For me, our chat was a flashback to the days when a group of about eight to twelve of us undergrads sat around a large round table, drinking coffee and arguing and speculating over the Big Questions late into the night. We studied different disciplines, but among the many other things we had in common was one biggie: we were night owls. Students of astronomy & related sciences, writers and musicians. And there was the campus radio station in which we criss-crossed at various times. People who were up awaiting a celestial event, or the quiet in which to think, or the need to burn off energy from a rehearsal or performance. These were the people I loved most, and after all these years, know that I still do.
I got into the subject of precognition with Claude. Just like the old days. I told a story of an experience I had some years ago. I was on our sailboat, pre-kid era. We had dropped anchor and slept in Clipper Cove between Treasure Island and Yerba Buena Island, near where we berthed. In the early morning, I looked up at the Bay Bridge nearby, and pondered aloud to my spouse, “Do you see the ramp on the lower deck (eastbound) of the bridge by the bottom of the cantilever? It looks like one of those ramps kids use to launch their skateboards. Wouldn’t it be weird if a car drove up it and flipped into the Bay?” The guy looked at me cock-eyed. He had learned by then that sometimes I say weird things that come true.
We had a lovely sail, tied up the boat and headed to the clubhouse to use the facilities. Walking up the dock, we heard sirens. Lots of sirens, and a Coast Guard helicopter zoomed over us to the south side of the bridge. We noticed traffic stopped on the lower deck. We thought, “Oh shit. Bridge accident. Might as well go fix a drink and hang out until the thing is cleared.” True, we were going back home into the City on the upper, western deck, but a serious accident will occasionally slow the whole structure.
In the clubhouse, actually “shack” was a more fitting description of the Treasure Island Yacht Club back then, nobody was around. We turned on the television to see if there was information available.
Yes, there was. A car had driven off the little ramp, gone over the side of the bridge and into the Bay. There were fatalities. Spouse performed a double cock-eye at me. Meanwhile, I was trying to wrap my head around the big picture. Someone later asked me if I felt responsible. That never entered my mind. Just absurd. I may practice certain spiritual rituals, but overall I embrace empiricism.
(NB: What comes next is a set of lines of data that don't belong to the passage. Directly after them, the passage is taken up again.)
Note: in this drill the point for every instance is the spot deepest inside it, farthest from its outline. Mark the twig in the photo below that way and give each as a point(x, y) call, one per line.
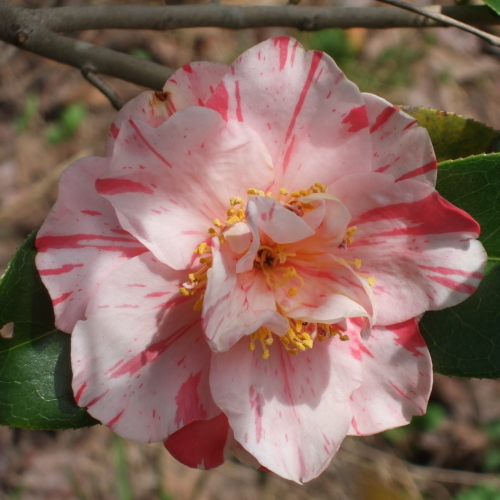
point(90, 75)
point(64, 19)
point(37, 30)
point(493, 40)
point(21, 27)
I have no explanation for this experience, or any of the others. No way to prove or disprove. So I just let it be.
But Claude, being grounded in empiricism and the scientific method wrestles with these questions every day. Claude and I talked about my story and a few related matters, and this is what he wrote. It is used by Claude’s permission.
“I’d like to apologize from the start for the new-agey, pseudoscientific tone of this. Recently, I’ve been hearing about some experiments that appear to show test subjects responding stimuli a fraction of a second BEFORE receiving the stimulus! It is easy to ignore or discard such anomalous results as bad experimental technique or analysis. But what if the results are revealing a real effect? What if there is reproducible laboratory results showing people have some precognitive abilities? Is there any way we might concoct a reasonably conceivable physical explanation for such phenomena? Perhaps what some refer to as the “quantum foam” might provide some insight.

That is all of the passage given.